I. Optimization for Prefix and Suffix Fuzzy Searches

1. Optimization for Prefix Fuzzy Searches: B-tree supports prefix fuzzy searches

1.1 This method is only applicable for searches with COLLATE ="C" when the default "index ops class" is used. You must specify COLLATE "C" for indexes and search criteria under the condition lc_collate<>C.

Indexes can be used only when the COLLATE value is the same for indexes and search criteria.

Example.

test=# create table test(id int, info text);      
CREATE TABLE      
test=# insert into test select generate_series(1,1000000),md5(random()::text);      
INSERT 0 1000000      
test=# create index idx on test(info collate "C");      
CREATE INDEX      
      
test=# explain (analyze,verbose,timing,costs,buffers) select * from test where info like 'abcd%' collate "C";      
                                                      QUERY PLAN                                                            
----------------------------------------------------------------------------------------------------------------------      
 Index Scan using idx on public.test  (cost=0.42..16.76 rows=100 width=37) (actual time=0.057..0.093 rows=18 loops=1)      
   Output: id, info      
   Index Cond: ((test.info >= 'abcd'::text) AND (test.info < 'abce'::text))      
   Filter: (test.info ~~ 'abcd%'::text COLLATE "C")      
   Buffers: shared hit=18 read=3      
 Planning time: 0.424 ms      
 Execution time: 0.124 ms      
(7 rows)

1.2 Another way is available for the B-tree index to support fuzzy searches when the database uses lc_collate<>C by default.
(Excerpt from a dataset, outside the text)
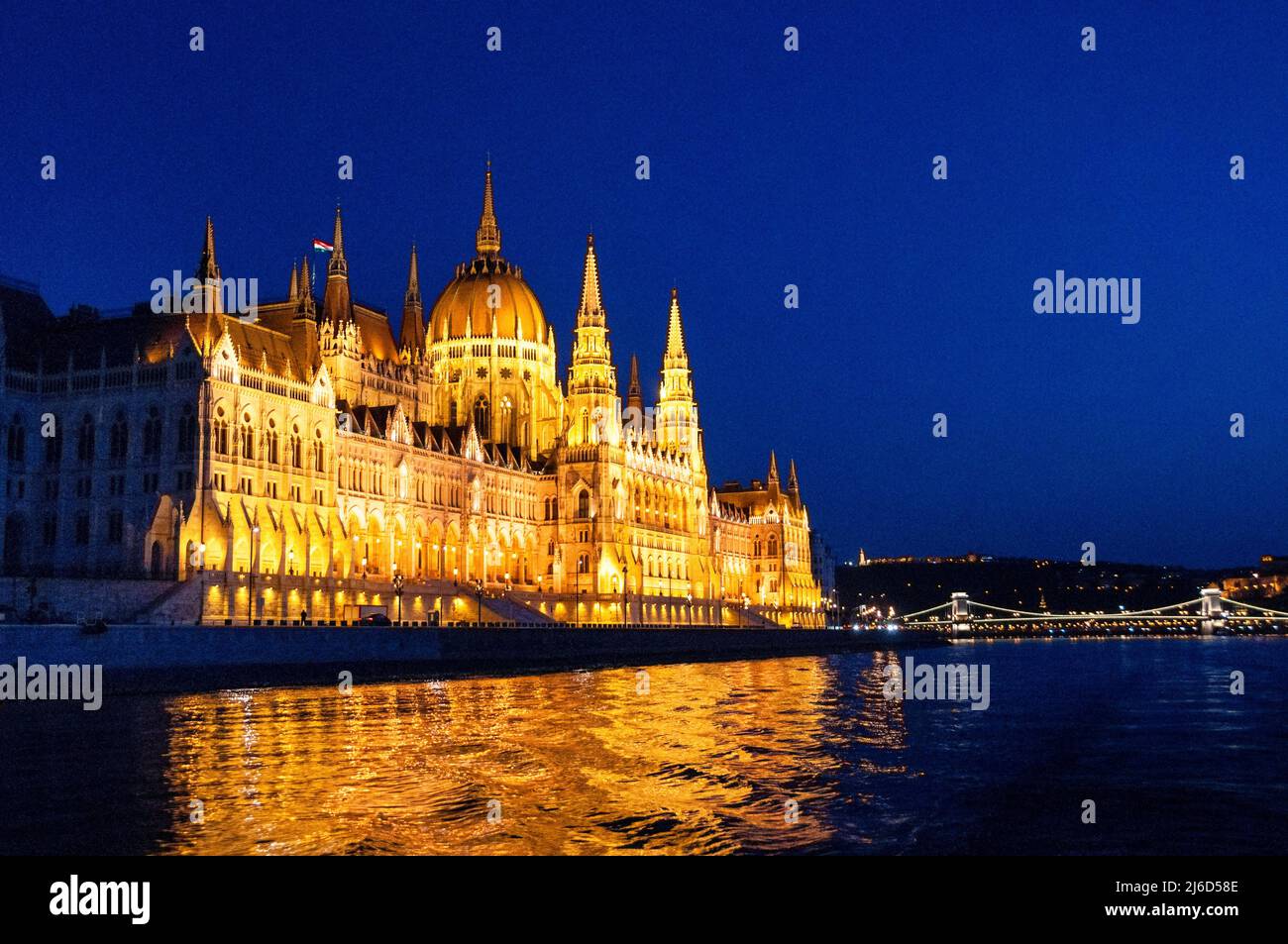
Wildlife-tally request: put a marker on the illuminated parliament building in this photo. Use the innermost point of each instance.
(305, 460)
Using the corresponding "pattern ops", the character search method will be used instead of the binary search method.

Refer to this document for the following explanations.

The operator classes text_pattern_ops, varchar_pattern_ops, and bpchar_pattern_ops   
support B-tree indexes on the types text, varchar, and char respectively.   
  
The difference from the default operator classes is that the values are compared strictly character by character rather than according to the locale-specific collation rules.   
  
This makes these operator classes suitable for use by queries involving pattern   
matching expressions (LIKE or POSIX regular expressions) when the database   
does not use the standard "C" locale.

Example.

test=# drop table test;  
DROP TABLE  
test=# create table test(id int, info text);      
CREATE TABLE  
test=# insert into test select generate_series(1,1000000),md5(random()::text);      
INSERT 0 1000000  
test=# create index idx on test(info text_pattern_ops);   
CREATE INDEX  
test=# explain (analyze,verbose,timing,costs,buffers) select * from test where info like 'abcd%' collate "zh_CN";      
                                                      QUERY PLAN                                                        
----------------------------------------------------------------------------------------------------------------------  
 Index Scan using idx on public.test  (cost=0.42..16.76 rows=100 width=37) (actual time=0.038..0.059 rows=12 loops=1)  
   Output: id, info  
   Index Cond: ((test.info ~>=~ 'abcd'::text) AND (test.info ~<~ 'abce'::text))  
   Filter: (test.info ~~ 'abcd%'::text COLLATE "zh_CN")  
   Buffers: shared hit=12 read=3  
 Planning time: 0.253 ms  
 Execution time: 0.081 ms  
(7 rows)  
  
test=# explain (analyze,verbose,timing,costs,buffers) select * from test where info like 'abcd%' collate "C";      
                                                      QUERY PLAN                                                        
----------------------------------------------------------------------------------------------------------------------  
 Index Scan using idx on public.test  (cost=0.42..16.76 rows=100 width=37) (actual time=0.027..0.050 rows=12 loops=1)  
   Output: id, info  
   Index Cond: ((test.info ~>=~ 'abcd'::text) AND (test.info ~<~ 'abce'::text))  
   Filter: (test.info ~~ 'abcd%'::text COLLATE "C")  
   Buffers: shared hit=15  
 Planning time: 0.141 ms  
 Execution time: 0.072 ms  
(7 rows)

In case, you use "pattern ops", index search supports the syntax of LIKE and regular expressions, as follows.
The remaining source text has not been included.